American Chestnut Restoration Project

For the past five years the Winchester Land Trust has been assisting the American Chestnut Foundation as  they work towards developing a chestnut tree that is resistant to the American Chestnut Blight, a pathogenic fungus called Cryphonectria parasitica. This pathogen arrived on our shores in the early years of the twentieth  century and in less than forty years killed nearly all the chestnuts – estimated at between three and four billion trees.

American Chestnuts were an incredibly valuable tree for both humans and wildlife.  The nuts were an important food source for animals such as bear, turkeys and rodents.  Humans enjoyed them too, which led to efforts to improve the nuts by crossing our chestnut trees with those from Asia which had larger nuts.  Unfortunately the Asian chestnuts were also hosts to the pathogen which subsequently killed nearly every American Chestnut.  

 The American Chestnut Foundation is exploring several ways to develop a blight resistant tree. Most of the efforts have revolved around hybridizing American Chestnuts with Chinese Chestnuts which have an immunity to the blight.
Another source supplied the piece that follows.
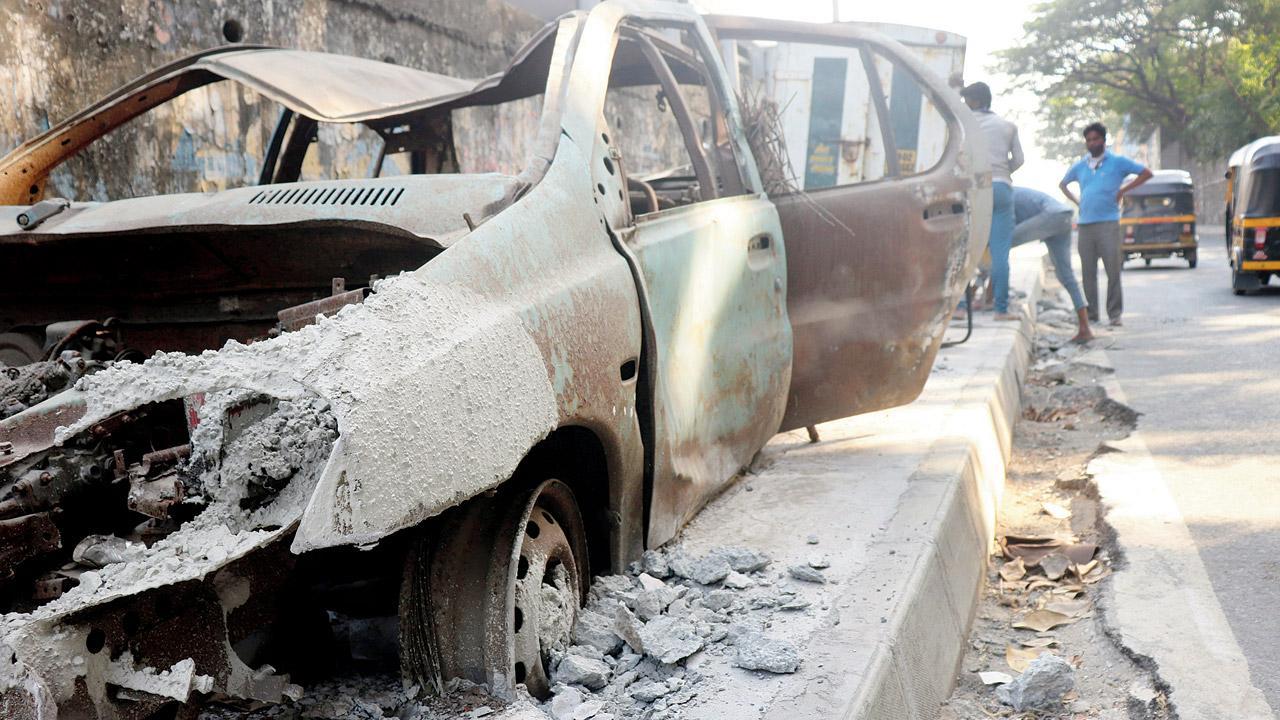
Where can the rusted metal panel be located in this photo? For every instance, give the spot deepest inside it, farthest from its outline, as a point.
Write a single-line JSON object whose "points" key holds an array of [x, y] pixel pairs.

The challenge has been to achieve blight resistance but still maintain the size and  character of the American Chestnut, which is a much larger tree. Specimens of 100’ in height and reaching 14’ in diameter were not uncommon in the nineteenth century.

We have a ½ acre  chestnut orchard on our property at Hurlburt Field.  Several batches of trees have been planted over the past five years, the early plantings are now approaching ten feet in height. Most,if not all these trees will most likely die due to insufficient blight resistance. But we are hoping, along with everyone else involved in this effort, that somewhere a blight resistant tree will be grown and in centuries to come we will once again have these magnificent trees back in our forest.